Теснота, чужое, крепкое дыхание, тупые удары, пронизанный ужасом вопль… И резкая команда:
— Бей!
Редкие щелчки пистолетных выстрелов, надсадный хрип и ругань. Предсмертные вскрики и стоны.
Ночная темнота и смерть над каждой головой.
— Зольдатен!..
И громкое, крутое:
— Впер-ре-ед!..
Точно спросонья визгнула губная гармошка, и в тот же миг рванула граната. Косо метнулся желтый огонь, выхватил из темноты небритые лица и серые шинели…
— Зольдатен!..
Небо обрушилось. Земля осела до самой преисподней.

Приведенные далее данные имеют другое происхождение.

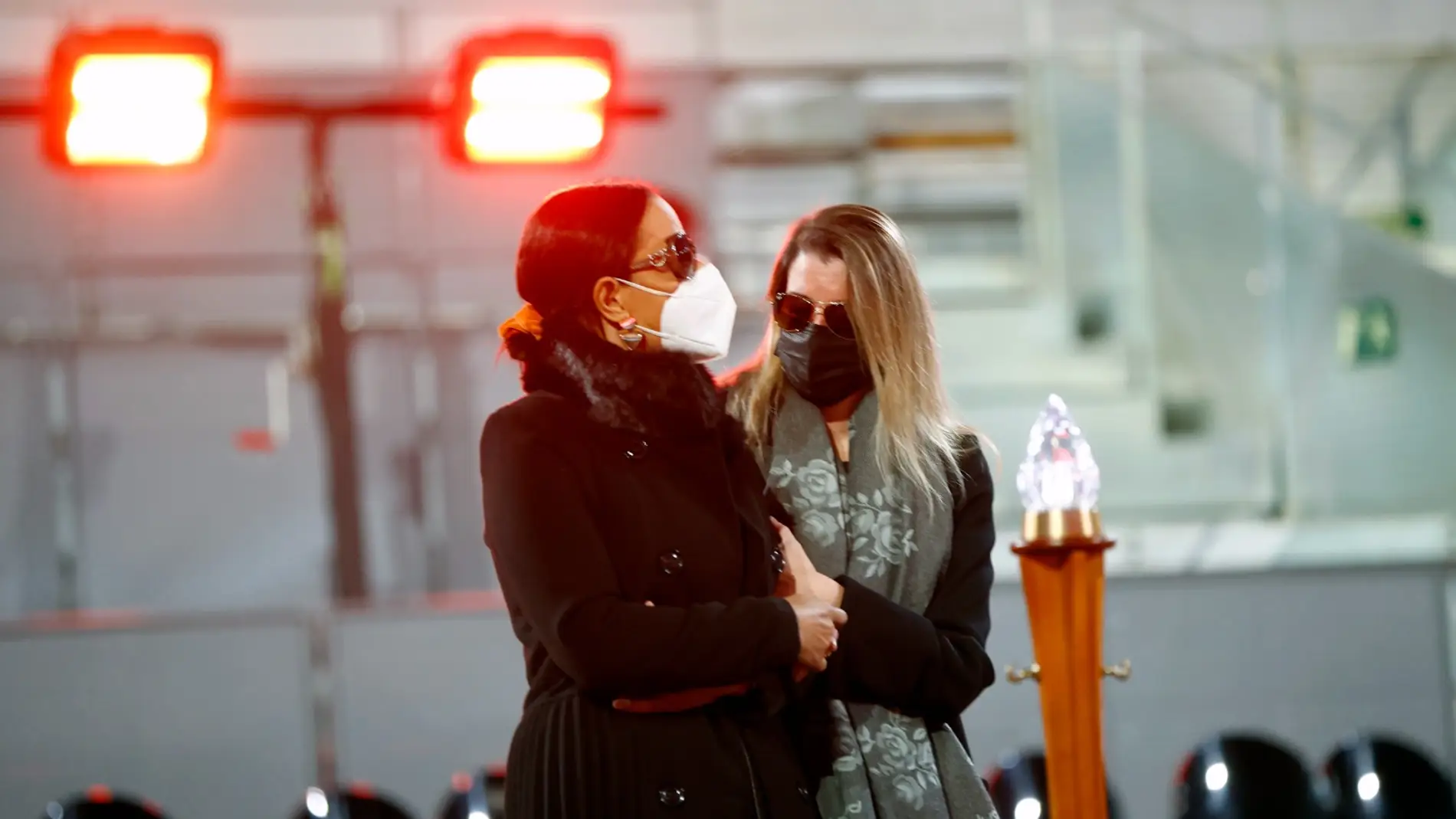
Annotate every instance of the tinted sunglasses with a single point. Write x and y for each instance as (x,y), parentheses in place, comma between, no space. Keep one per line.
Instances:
(794,313)
(679,257)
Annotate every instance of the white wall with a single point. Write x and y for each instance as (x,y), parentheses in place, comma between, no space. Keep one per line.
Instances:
(278,35)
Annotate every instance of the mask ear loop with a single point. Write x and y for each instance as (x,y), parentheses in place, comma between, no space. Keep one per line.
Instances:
(629,333)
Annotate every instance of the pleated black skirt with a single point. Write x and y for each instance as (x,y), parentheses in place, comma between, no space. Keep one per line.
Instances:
(574,758)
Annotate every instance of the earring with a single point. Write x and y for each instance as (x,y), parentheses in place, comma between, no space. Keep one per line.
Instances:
(628,332)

Тяжелые снаряды накрыли, разворотили вторую траншею.
Генерал фон Моргенштерн самолично крутил ручку полевого телефона, сердито и настойчиво повторял позывные. Полковник Бакштайн не отвечал.
Закурил и приказал соединить его со штабом армии.
Боже, как не хотелось ему… Но другого выхода не было. И когда услышал голос командующего, подумалось, что вот сейчас провалится. Но доложил обстоятельно. Собрал силу воли, чтоб говорить спокойно. У него хватило мужества доложить все как есть. И даже сгустить… Потому что размеры неудачи станут видны только утром. Счел — лучше так. А там — будь что будет.